For purposes of these rules, your housing deduction is not treated as allocable to your excluded income, but the deduction
for self-
employment tax is.
If you receive foreign earned income in a tax year after the year in which you earned it, you may have to file an amended
return for the earlier
year to properly adjust the amounts of deductions, credits, or exclusions allocable to your foreign earned income and housing
exclusions.
Example.
In 2005, you had $7,500 of deductions allocable to foreign earned income. If you excluded all of your $80,000 foreign earned
income in 2005, you
would not have been able to claim any of the $7,500 of deductions allocable to that excluded income. If you then receive a
bonus of $10,000 in 2006
for work you did abroad in 2005, you cannot exclude it because it exceeds the foreign earned income exclusion limit in effect
for 2005. (You have no
housing exclusion.) But, you can file an amended return for 2005 to claim $833 of allocable deductions that are now allowable
($7,500 allocable
deductions multiplied by $10,000 included foreign earned income over $90,000 total foreign earned income).
You can claim an exemption for your nonresident alien spouse on your separate return, provided your spouse has no gross income
for U.S. tax
purposes and is not the dependent of another U.S. taxpayer.
You can also claim exemptions for individuals who qualify as your dependents. To be your dependent, the individual must be
a U.S. citizen, U.S.
national, U.S. resident alien, or a resident of Canada or Mexico for some part of the calendar year in which your tax year
begins.
Children.
Children usually are citizens or residents of the same country as their parents. If you were a U.S. citizen when your
child was born, your child
generally is a U.S. citizen. This is true even if the child's other parent is a nonresident alien, the child was born in a
foreign country, and the
child lives abroad with the other parent.
If you have a legally adopted child who is not a U.S. citizen, U.S. resident, or U.S. national, the child meets the
citizen requirement if you are
a U.S. citizen or U.S. national and the child lived with you as a member of your household all year.
Social security number.
You must include on your return the social security number (SSN) of each dependent for whom you claim an exemption.
To get a social security number
for a dependent, apply at a Social Security office or U.S. consulate. You must provide original or certified copies of documents
to verify the
dependent's age, identity, and citizenship, and complete Form SS-5.
You do not need an SSN for a child who was born in 2006 and died in 2006. Attach a copy of the child's birth certificate
to your tax return. Print
“ Died” in column (2) of line 6c of your Form 1040 or Form 1040A.
If your dependent is a nonresident alien who is not eligible to get a social security number, you must list the dependent's
individual taxpayer
identification number (ITIN) instead of an SSN. To apply for an ITIN, file Form W-7 with the IRS. It usually takes 4 to 6
weeks to get an ITIN. Enter
your dependent's ITIN wherever an SSN is requested on your tax return.
More information.
For more information about exemptions, see Publication 501.

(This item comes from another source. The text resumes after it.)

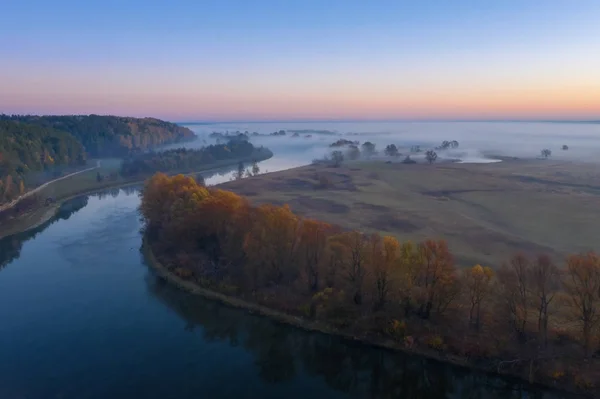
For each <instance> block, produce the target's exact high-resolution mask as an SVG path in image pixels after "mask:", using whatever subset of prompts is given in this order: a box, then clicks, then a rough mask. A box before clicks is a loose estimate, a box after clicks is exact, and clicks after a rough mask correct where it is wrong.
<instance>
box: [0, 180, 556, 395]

Contributions to Foreign Charitable Organizations
If you make contributions directly to a foreign church or other foreign charitable organization, you generally cannot deduct
them. Exceptions are
explained under Canadian, Israeli, and Mexican organizations, later.
You can deduct contributions to a U.S. organization that transfers funds to a charitable foreign organization if the U.S.
organization controls the
use of the funds by the foreign organization, or if the foreign organization is just an administrative arm of the U.S. organization.
Canadian, Israeli, and Mexican organizations.
Under income tax treaties, you can deduct contributions to certain Canadian, Israeli, and Mexican charitable organizations.
These organizations
must meet the qualifications that a U.S. charitable organization must meet under U.S. tax law. The organization can tell you
whether it qualifies. If
you are unable to get this information from the organization itself, contact IRS at the address below.
You cannot deduct more than the percentage limit on charitable contributions applied to your Canadian, Israeli, or
Mexican source income. If you or
a member of your family is enrolled at a Canadian college or university, the limit does not apply to gifts to that school.
For additional information
on the deduction of contributions to Canadian charities, see Publication 597.
For more information on these treaty provisions, write to Internal Revenue Service, International Section, P.O. Box
920, Bensalem, PA 19020-8518.
If you moved to a new home in 2006 because of your job or business, you may be able to deduct the expenses of your move. Generally,
to be
deductible, the moving expenses must have been paid or incurred in connection with starting work at a new job location. See
Publication 521, Moving
Expenses, for a complete discussion of the deduction for moving expenses and information about moves within the United States.
Foreign moves.
A foreign move is a move in connection with the start of work at a new job location outside the United States and
its possessions. A foreign move
does not include a move back to the United States or its possessions.
Allocation of Moving Expenses
When your new place of work is in a foreign country, your moving expenses are directly connected with the income earned in
that foreign country. If
you exclude all or part of the income that you earn at the new location under the foreign earned income exclusion or the foreign
housing exclusion,
you cannot deduct the part of your moving expense that is allocable to the excluded income.
Also, you cannot deduct the part of the moving expense related to the excluded income for a move from a foreign country to
the United States if you
receive a reimbursement that you are able to treat as compensation for services performed in the foreign country.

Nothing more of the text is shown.